И хотя, если использовать язык теософов, в развивающихся событиях есть доля «созревшей кармы», проявляющейся как некий фатум, значительная их часть подвластна человеческой воле и свободному выбору. Весь вопрос в том, что именно мы хотим выбрать, на что согласиться и какой «позитивный образ будущего» привлекает нас.

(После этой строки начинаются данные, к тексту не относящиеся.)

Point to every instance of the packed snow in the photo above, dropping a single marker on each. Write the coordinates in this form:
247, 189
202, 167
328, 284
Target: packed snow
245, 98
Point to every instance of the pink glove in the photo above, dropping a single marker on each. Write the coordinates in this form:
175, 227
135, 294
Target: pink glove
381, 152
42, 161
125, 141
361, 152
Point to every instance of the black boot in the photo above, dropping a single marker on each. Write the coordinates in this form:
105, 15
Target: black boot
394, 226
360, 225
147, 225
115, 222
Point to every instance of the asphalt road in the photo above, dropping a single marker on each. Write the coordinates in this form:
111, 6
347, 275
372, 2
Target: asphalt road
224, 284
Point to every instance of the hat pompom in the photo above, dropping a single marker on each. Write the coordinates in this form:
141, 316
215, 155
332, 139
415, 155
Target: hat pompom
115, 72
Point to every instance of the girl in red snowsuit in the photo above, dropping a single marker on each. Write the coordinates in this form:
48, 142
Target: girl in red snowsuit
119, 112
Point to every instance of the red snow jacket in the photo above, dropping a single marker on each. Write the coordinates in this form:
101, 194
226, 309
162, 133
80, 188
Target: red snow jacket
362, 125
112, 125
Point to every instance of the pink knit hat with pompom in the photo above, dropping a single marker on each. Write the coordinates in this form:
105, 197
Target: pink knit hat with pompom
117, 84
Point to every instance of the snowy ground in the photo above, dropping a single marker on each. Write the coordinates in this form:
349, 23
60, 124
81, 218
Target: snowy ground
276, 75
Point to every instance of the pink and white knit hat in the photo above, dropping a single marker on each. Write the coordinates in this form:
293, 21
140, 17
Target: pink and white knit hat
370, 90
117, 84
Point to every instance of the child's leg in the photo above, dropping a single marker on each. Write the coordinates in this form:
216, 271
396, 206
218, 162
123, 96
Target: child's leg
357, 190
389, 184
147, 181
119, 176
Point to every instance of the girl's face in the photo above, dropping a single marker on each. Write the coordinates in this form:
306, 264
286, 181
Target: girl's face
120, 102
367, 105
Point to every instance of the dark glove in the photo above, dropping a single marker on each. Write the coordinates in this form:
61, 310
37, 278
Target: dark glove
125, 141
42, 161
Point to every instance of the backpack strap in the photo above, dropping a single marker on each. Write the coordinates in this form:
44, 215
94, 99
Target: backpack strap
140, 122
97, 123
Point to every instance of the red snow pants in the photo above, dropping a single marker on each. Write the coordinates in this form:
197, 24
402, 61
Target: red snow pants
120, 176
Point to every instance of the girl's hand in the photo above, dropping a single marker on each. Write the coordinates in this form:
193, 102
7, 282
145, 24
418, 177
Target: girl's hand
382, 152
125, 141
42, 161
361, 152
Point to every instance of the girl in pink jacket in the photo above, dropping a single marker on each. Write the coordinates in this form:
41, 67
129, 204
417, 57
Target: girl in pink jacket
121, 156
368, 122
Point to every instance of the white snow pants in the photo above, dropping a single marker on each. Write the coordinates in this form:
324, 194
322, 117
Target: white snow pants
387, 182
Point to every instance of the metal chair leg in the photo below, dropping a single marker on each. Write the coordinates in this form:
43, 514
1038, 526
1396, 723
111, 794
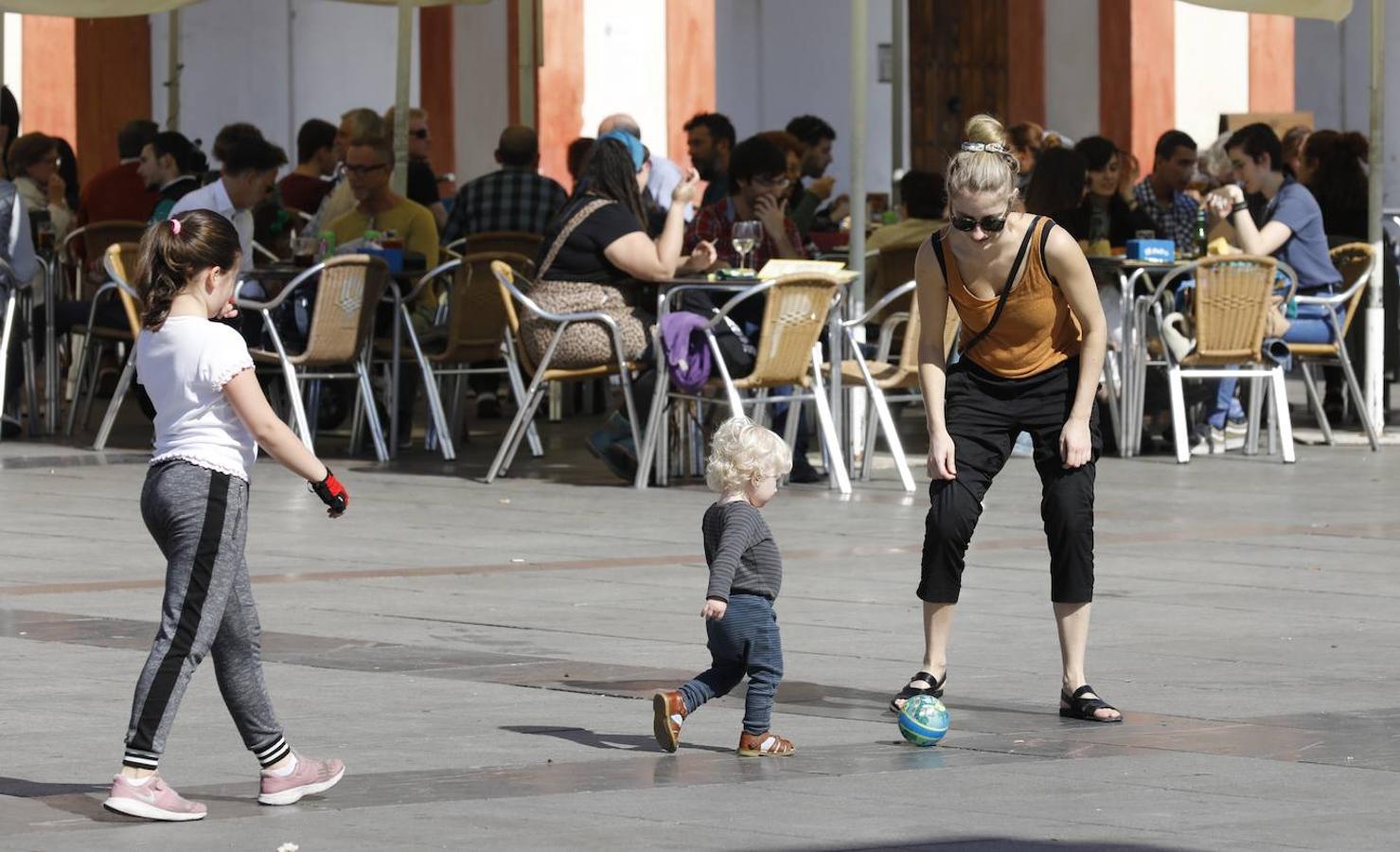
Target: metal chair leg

Образ будущего – это транслируемая целостность, которая предполагает доверие воспринимающих ее. Будущее еще не существует, оно воображаемо, причем, представление о нем словесно и обязательно эмоционально насыщено. «Образ будущего лишь в незначительной степени очевиден… Немаловажной составляющей этого образа выступает эмоциональная компонента. Ожидания будущего нередко аффективны, и его образы окрашены чувством страха или надежды, тревоги или отчаяния» [7].
Образ будущего - всегда сфантазированное, целостное вербализованное представление, несущее в себе большой аффективный заряд. Если речь идет о позитивном образе, то это позитивный заряд: такое будущее желаемое, ценное и выступает как цель. Позитивный образ будущего – мощный мотиватор достигающего поведения, а негативный обладает столь же значительным деморализующим воздействием.
Образ желаемого будущего, даже если он пока не высказан, не облечен в слова, сопровождается «чувством будущего», внутренним ощущением «благоприятности темпорального движения», латентной уверенностью в том, что наши действия ведут нас к благу. Как показал опыт отечественного социалистического прошлого, для многих даже сама идея коммунизма являлась мощным стимулом социальной активности и представления о «светлых перспективах». Конечно, людям хотелось жить сытнее и свободнее, но у них было моральное чувство «правильности пути», а препятствия виделись как временные. Идея коммунистического будущего вдохновляла многих, хотя в силу политико-экономических проблем и сложных мировых процессов не смогла осуществиться.
Откуда же берутся позитивные образы будущего, если все пророки издревле пророчат сплошные несчастья? Как отмечал голландский социолог и футуролог Ф. Полак, они создаются мистиками, религиозными деятелями, учеными, художниками, писателями… А мы бы добавили: философами, идеологами, политиками и политологами. В современных условиях их распространителями и трансляторами выступают все виды СМИ. Речь идет о системе высших ценностей и целей, социальных проектов и общественных задач, человеческих идеалов, социальных программ, которые всегда располагаются в будущем, составляют «линию горизонта». Их реализация связана не с «фатальным приближением беды», а с тем, насколько страстно, целенаправленно и последовательно мы будем реализовывать наши цели и ценностные проекты, предупреждая и ликвидируя возможные беды и катастрофы. Понятно, что они не отменяют необходимости, но, создавая с ней амальгаму, меняют даже самые «фатальные обстоятельства». Позитивные образы будущего вооружают нас смыслом, без которого человеческая жизнь, даже спокойная и обеспеченная, превращается в абсурд.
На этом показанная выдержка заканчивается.